Lo curioso es que frente a tanto optimismo en el Dow, el resto de los grandes indicadores bursátiles terminó la rueda en negativo ( especialmente el NASDAQ, que retrocedió 0,36%); esto a pesar de que se descuenta que la mayoría de las 88 integrantes del S&P500 que esta semana presentan balances superará fácilmente el crecimiento estimado de 4,2% del ítem ganancias.
Podríamos decir que la dicotomía entre los índices fue un simple "accidente", si no fuera porque la merma en la tasa a 10 años libre de riesgo (quedó en 5,043%) derivó en un incremento a 17 puntos básicos del diferencial con la tasa de 2 años (que además no fue capitalizado en el precio de las empresas financieras y bancarias), lo que sugiere que hubo algo así como un "vuelo a la seguridad".

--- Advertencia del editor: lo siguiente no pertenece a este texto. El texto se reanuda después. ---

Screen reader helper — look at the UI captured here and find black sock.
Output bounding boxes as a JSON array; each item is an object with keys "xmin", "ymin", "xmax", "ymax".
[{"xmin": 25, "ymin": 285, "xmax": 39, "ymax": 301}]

Otro elemento que contribuye a generar dudas sobre lo "incidental" de la merma de ayer es que si bien el precio del petróleo trepó a u$s 74,15 por barril, el sector energético exhibió un retroceso cercano a 1,5% (podríamos citar también a la encuesta Empire States, que mostró a la economía creciendo más de lo esperado, pero en verdad es un indicador de segundo nivel). En resumen: las noticias y los balances fueron buenos, por alguna razón el humor de los inversores no.